Ou un truc ressemblant en tout cas. J'aurais pu dire le langage des signes mais ce n'était pas très élaboré, et puis ça lui servait surtout de loin en fait. L'idée était tellement originale que tout le monde fit mine de s'en contenter quelques temps. Par respect pour l'artiste sans doute. Et puis bien vite, on se rendit compte qu'elle ne faisait pas tellement progresser la communication. Oui, c'était bien marrant, de se faire des signes avec le bras mais hey, et si l'autre il regarde pas au bon moment ? Pire, si l'autre il sait même pas qu'on veut lui dire quelque chose ? Hein ? On fait comment alors ? Très bonne question effectivement. On essaya bien de jeter une pierre sur l'autre type là, pour qu'il regarde vers nous, mais d'un, il était vachement dur à toucher, à plus de sept mammouths en rang d'Oignon, même si celui-ci n'avait encore jamais existé, et de deux, quand on le touchait, il devenait subitement beaucoup moins réceptif. Du coup, on perdait tout l'intérêt de la chose, là, le sématruc. Alors un autre Lui, plus tard, dans un autre pays, inventa les signaux de fumée, tout à fait par hasard, parce qu'il trouvait ça plus classe. Mais on se rendit rapidement compte que la technique, bien qu'étant une simple évolution de la précédente, offrait de nombreux avantages. Déjà, parce que la fumée montait. Et, en montant, elle montrait qu'on était là et qu'on avait quelque chose à dire. Même en ne regardant pas exactement dans la bonne direction, l'attention était vite captée par la colonne de fumée. Mais l'autre avantage, et non des moindres, résidait dans le fait que le message restait compréhensible quelques poignées secondes encore après l'avoir envoyé. Contrairement aux gestes, qui n'existent plus quand on arrête de les faire (et heureusement, le bordel que ça serait autrement).

Et l'Homme inventa les signaux de fumée.

Mais il ne s'arrêta pas là. Oh non, certainement pas. Mais vous avez vu l'heure ? Et oui, c'est déjà l'heure de conclure, j'en ai bien peur. De toutes façons, après on sort un peu du sujet, alors je vous le réserve pour la prochaine fois.

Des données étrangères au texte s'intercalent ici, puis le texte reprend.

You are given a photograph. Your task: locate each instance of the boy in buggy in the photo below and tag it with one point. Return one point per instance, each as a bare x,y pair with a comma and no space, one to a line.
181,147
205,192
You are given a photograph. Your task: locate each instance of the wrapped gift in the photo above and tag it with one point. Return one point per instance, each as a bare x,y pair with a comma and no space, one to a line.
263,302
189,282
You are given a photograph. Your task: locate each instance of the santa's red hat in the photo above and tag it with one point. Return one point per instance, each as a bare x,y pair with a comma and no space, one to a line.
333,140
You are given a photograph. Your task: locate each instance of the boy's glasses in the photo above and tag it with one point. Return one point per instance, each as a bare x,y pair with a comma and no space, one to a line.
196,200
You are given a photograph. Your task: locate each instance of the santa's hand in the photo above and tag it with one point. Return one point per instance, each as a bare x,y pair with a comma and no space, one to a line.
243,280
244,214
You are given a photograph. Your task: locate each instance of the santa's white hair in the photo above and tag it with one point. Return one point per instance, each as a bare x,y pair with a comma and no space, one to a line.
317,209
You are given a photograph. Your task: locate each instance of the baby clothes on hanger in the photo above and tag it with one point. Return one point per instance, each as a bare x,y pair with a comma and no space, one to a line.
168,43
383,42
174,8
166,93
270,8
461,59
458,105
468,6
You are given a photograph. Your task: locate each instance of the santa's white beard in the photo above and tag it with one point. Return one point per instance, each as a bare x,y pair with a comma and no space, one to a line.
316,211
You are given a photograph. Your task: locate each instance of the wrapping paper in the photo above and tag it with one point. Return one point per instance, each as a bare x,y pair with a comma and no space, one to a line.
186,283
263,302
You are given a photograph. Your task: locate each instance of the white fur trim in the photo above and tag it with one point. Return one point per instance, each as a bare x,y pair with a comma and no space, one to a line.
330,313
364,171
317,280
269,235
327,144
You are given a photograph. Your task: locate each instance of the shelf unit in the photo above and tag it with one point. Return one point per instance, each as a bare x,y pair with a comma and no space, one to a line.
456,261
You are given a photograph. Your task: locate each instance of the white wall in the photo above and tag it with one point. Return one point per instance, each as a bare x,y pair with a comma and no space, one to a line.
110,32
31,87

Et non, je ne vous avouerai pas que j'ai quelque peu allongé le titre après coup, voyant que je n'avais pas terminé alors que j'avais déjà tant écrit. Alors, si vous permettez...


Conclusion : L'évolution, c'est aller plus vite, pour avoir le temps de faire plus de choses, pour les rendre plus importantes, et devoir accélérer encore. Perdre son temps à essayer d'en gagner.